Deterministic Nonsmooth Nonconvex Optimization

We study the complexity of optimizing nonsmooth nonconvex Lipschitz functions by producing $(\delta,\epsilon)$-stationary points. Several recent works have presented randomized algorithms that produce such points using $\tilde O(\delta^{-1}\epsilon^{-3})$ first-order oracle calls, independent of the dimension $d$. It has been an open problem as to whether a similar result can be obtained via a deterministic algorithm. We resolve this open problem, showing that randomization is necessary to obtain a dimension-free rate. In particular, we prove a lower bound of $\Omega(d)$ for any deterministic algorithm. Moreover, we show that unlike smooth or convex optimization, access to function values is required for any deterministic algorithm to halt within any finite time. On the other hand, we prove that if the function is even slightly smooth, then the dimension-free rate of $\tilde O(\delta^{-1}\epsilon^{-3})$ can be obtained by a deterministic algorithm with merely a logarithmic dependence on the smoothness parameter. Motivated by these findings, we turn to study the complexity of deterministically smoothing Lipschitz functions. Though there are efficient black-box randomized smoothings, we start by showing that no such deterministic procedure can smooth functions in a meaningful manner, resolving an open question. We then bypass this impossibility result for the structured case of ReLU neural networks. To that end, in a practical white-box setting in which the optimizer is granted access to the network's architecture, we propose a simple, dimension-free, deterministic smoothing that provably preserves $(\delta,\epsilon)$-stationary points. Our method applies to a variety of architectures of arbitrary depth, including ResNets and ConvNets. Combined with our algorithm, this yields the first deterministic dimension-free algorithm for optimizing ReLU networks, circumventing our lower bound.

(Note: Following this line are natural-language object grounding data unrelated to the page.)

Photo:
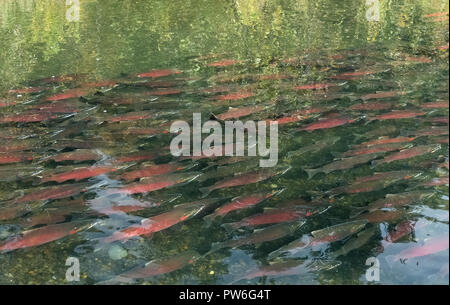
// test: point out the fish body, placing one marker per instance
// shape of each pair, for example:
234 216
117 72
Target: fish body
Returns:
327 123
80 174
259 236
431 246
273 216
158 223
360 240
323 236
152 170
43 235
155 183
158 73
239 203
408 154
50 193
245 179
342 164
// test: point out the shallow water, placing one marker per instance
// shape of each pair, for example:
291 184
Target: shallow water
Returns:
266 53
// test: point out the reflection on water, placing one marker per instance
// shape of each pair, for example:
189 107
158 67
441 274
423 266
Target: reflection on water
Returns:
86 170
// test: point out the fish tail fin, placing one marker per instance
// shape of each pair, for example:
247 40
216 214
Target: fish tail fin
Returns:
230 227
312 172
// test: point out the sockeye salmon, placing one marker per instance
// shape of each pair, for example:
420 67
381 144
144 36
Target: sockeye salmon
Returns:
159 222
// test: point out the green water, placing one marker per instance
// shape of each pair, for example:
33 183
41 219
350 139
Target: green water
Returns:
309 41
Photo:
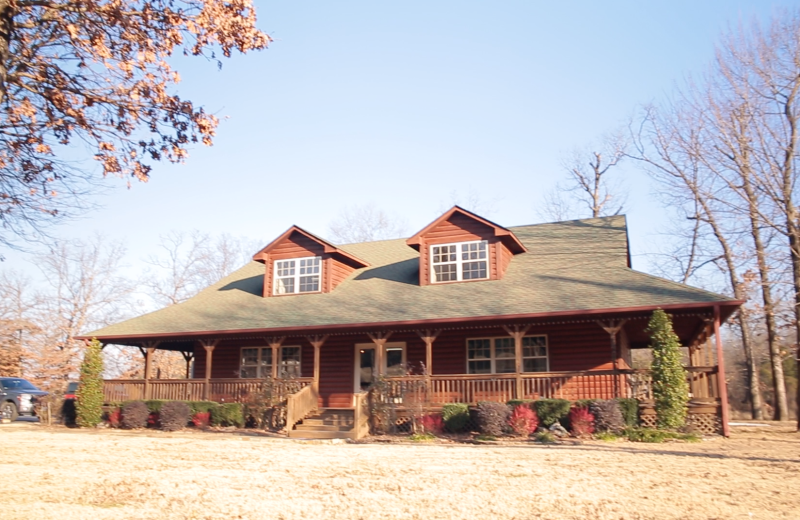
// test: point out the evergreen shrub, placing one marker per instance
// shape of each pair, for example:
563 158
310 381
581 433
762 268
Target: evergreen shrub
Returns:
492 417
174 415
581 421
134 415
630 410
670 388
228 414
455 417
523 420
89 397
551 411
607 415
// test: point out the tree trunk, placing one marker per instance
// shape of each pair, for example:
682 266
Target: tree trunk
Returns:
6 31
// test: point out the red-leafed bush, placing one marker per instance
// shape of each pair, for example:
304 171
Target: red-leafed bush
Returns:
201 420
432 423
114 417
581 421
523 420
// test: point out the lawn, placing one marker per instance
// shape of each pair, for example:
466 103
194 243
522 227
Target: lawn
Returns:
111 474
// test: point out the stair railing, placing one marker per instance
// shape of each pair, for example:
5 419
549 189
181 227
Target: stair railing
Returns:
300 404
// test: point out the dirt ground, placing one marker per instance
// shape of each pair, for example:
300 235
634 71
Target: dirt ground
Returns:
110 474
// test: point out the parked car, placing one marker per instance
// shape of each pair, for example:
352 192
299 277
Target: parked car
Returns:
72 388
18 397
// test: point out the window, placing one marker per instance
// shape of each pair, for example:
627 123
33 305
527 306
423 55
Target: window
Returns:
257 362
459 262
297 275
496 355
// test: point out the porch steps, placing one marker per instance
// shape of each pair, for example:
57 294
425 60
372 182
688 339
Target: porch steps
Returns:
327 423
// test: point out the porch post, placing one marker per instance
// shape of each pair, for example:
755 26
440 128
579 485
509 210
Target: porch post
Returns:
209 345
723 390
275 345
316 342
188 356
428 337
147 349
380 339
518 333
613 328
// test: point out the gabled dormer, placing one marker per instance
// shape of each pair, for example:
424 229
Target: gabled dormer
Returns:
460 246
298 262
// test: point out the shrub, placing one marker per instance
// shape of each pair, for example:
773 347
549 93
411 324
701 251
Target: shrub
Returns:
201 420
174 416
523 420
68 412
607 415
89 397
581 422
657 436
227 414
492 417
114 417
670 388
432 423
455 417
630 410
550 411
154 405
134 415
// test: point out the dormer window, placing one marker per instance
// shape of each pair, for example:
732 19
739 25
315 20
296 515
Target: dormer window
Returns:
459 262
298 275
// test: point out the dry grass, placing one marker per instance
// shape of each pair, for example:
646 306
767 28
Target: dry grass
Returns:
70 474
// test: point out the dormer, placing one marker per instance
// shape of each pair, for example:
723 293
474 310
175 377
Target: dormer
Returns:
460 246
298 262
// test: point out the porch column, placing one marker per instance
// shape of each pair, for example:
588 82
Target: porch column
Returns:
316 342
209 345
518 332
613 328
723 390
275 345
188 357
147 349
380 339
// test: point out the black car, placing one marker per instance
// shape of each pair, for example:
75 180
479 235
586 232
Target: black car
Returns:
17 397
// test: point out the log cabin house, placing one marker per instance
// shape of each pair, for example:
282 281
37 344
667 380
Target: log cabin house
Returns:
474 310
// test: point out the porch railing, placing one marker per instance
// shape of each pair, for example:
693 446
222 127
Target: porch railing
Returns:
593 384
220 390
300 404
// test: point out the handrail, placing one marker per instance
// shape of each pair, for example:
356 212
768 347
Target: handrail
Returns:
300 404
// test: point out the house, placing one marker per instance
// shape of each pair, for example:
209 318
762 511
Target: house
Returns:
474 310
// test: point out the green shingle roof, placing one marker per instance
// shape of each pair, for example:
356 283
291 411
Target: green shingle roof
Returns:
569 267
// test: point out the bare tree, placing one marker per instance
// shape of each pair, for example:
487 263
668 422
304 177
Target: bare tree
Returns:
364 224
588 185
189 262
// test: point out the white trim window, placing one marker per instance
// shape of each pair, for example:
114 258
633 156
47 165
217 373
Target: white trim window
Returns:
297 275
496 355
256 362
459 262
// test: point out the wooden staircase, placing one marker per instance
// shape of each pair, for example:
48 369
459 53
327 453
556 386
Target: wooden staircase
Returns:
326 423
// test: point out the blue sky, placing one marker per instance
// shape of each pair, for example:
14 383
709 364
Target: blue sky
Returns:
404 104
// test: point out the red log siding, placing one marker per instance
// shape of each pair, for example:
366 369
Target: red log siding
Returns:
504 256
572 347
458 228
298 245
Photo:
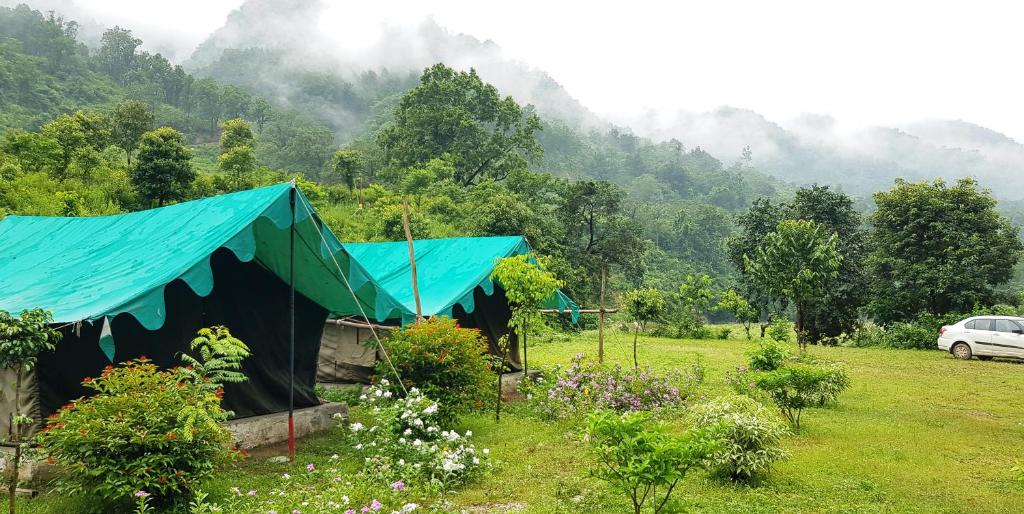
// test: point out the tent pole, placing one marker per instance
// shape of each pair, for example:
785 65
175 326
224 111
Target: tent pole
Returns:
525 363
412 257
291 331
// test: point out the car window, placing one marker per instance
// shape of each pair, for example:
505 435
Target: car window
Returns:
982 325
1006 326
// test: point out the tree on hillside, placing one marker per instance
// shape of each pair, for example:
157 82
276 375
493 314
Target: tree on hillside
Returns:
236 132
456 113
163 170
128 122
117 53
937 249
260 111
77 132
599 234
796 261
642 305
345 166
696 295
837 310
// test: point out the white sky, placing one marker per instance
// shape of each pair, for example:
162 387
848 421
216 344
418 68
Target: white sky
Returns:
863 61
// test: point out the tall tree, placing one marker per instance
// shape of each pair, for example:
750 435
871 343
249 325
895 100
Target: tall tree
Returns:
117 53
163 171
937 249
837 310
345 165
797 261
128 122
457 114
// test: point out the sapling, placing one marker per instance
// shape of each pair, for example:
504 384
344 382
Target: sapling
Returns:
22 340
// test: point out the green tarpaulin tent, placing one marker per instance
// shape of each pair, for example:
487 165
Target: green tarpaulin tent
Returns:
449 270
454 280
89 268
153 277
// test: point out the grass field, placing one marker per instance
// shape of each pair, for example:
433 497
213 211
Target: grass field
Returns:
916 431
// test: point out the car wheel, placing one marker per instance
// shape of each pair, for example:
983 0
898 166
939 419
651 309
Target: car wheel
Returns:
962 351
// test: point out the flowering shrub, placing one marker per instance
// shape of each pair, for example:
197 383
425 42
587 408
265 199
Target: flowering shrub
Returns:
444 361
752 435
144 429
402 440
586 386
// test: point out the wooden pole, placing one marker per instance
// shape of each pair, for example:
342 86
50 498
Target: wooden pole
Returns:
291 332
412 257
600 318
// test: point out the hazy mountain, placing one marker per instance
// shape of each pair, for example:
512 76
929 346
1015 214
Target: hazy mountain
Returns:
293 45
812 148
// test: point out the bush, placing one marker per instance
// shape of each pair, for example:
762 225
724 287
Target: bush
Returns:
445 362
144 429
586 386
402 440
780 330
800 385
639 458
752 434
767 355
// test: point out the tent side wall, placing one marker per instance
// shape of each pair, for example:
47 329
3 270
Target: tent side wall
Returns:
248 299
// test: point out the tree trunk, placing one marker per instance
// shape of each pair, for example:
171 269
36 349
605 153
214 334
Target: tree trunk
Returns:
600 318
636 333
15 438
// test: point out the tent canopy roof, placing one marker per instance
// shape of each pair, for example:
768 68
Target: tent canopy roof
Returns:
88 268
448 271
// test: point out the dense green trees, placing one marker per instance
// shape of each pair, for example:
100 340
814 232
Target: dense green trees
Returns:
458 115
797 261
163 171
937 249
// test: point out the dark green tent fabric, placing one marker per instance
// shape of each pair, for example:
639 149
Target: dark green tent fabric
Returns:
449 270
88 268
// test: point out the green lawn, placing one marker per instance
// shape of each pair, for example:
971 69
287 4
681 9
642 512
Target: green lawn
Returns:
916 431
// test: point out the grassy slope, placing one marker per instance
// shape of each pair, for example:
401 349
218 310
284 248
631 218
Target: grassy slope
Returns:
916 432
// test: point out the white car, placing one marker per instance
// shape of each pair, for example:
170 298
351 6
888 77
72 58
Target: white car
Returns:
984 337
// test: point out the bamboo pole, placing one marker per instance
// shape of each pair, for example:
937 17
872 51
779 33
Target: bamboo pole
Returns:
412 257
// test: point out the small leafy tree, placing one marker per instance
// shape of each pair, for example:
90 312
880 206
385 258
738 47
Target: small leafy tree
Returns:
526 284
696 296
638 457
163 170
23 338
795 387
642 305
734 303
797 261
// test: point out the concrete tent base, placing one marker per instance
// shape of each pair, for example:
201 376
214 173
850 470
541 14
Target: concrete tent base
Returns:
272 428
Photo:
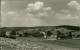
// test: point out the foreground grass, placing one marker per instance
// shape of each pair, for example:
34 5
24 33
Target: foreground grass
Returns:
67 43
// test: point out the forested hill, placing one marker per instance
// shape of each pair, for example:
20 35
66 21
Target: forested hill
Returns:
41 27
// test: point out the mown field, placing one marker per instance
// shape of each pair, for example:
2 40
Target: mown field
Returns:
69 43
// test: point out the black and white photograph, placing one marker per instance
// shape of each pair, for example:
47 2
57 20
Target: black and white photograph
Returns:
39 24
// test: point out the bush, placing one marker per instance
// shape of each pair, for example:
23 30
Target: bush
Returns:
49 33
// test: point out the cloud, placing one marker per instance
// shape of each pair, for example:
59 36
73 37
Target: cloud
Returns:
3 2
37 6
67 16
74 4
12 13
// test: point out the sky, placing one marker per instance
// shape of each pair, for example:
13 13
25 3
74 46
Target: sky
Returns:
26 13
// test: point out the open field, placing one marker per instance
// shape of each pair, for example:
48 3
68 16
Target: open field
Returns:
52 44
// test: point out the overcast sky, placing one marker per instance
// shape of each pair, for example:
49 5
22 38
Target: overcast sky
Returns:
39 12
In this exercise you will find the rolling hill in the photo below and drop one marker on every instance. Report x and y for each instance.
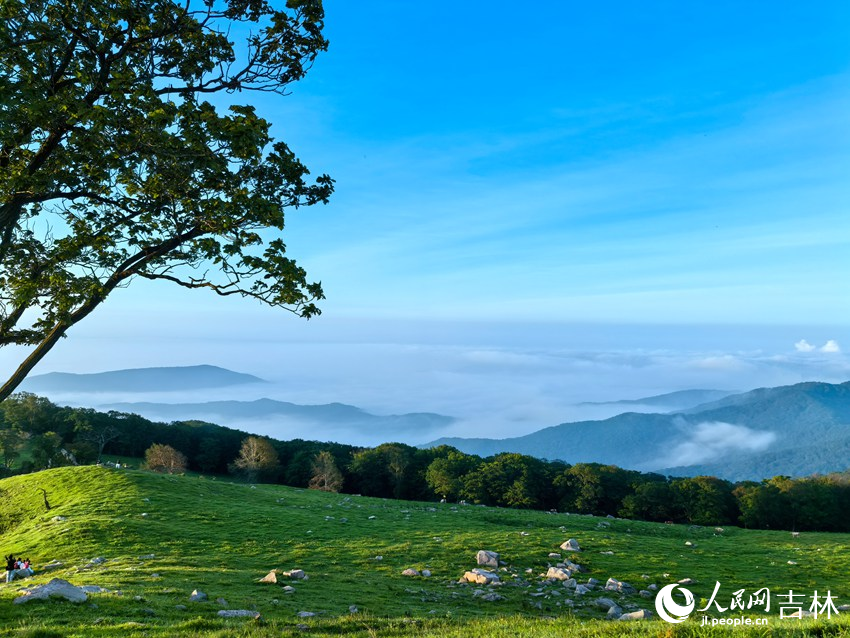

翻译：我们研究通过生成$(\delta,\epsilon)$-稳定点来优化非光滑非凸Lipschitz函数的复杂性。近期多项研究提出了使用$\tilde O(\delta^{-1}\epsilon^{-3})$次一阶预言机调用的随机算法（该复杂度与维度$d$无关），而能否通过确定性算法获得类似结果一直是个开放问题。我们解决了这一开放问题，证明随机化是实现无关维度速率的必要条件。具体而言，我们证明了任何确定性算法都存在$\Omega(d)$的下界。此外，我们表明与光滑或凸优化不同，任何确定性算法若要在有限时间内停机，必须访问函数值。另一方面，我们证明若函数具备轻微光滑性，则可通过确定性算法获得$\tilde O(\delta^{-1}\epsilon^{-3})$的无关维度速率，且该算法对光滑性参数仅具有对数依赖性。受这些发现启发，我们转而研究确定性光滑化Lipschitz函数的复杂性。尽管存在高效的黑箱随机光滑化方法，我们首先证明任何确定性过程都无法以有意义的方式光滑化函数，从而解决了另一个开放问题。随后，针对ReLU神经网络的结构化情形，我们突破了这一不可能性结果。具体而言，在优化器可访问网络架构的实用白箱设定中，我们提出一种简单的、无关维度的确定性光滑化方法，该方法能保证$(\delta,\epsilon)$-稳定点的保持性。我们的方法适用于包括ResNet和ConvNet在内的任意深度多种架构。结合我们的算法，这首次为优化ReLU网络提供了确定性且无关维度的算法，从而规避了我们的下界。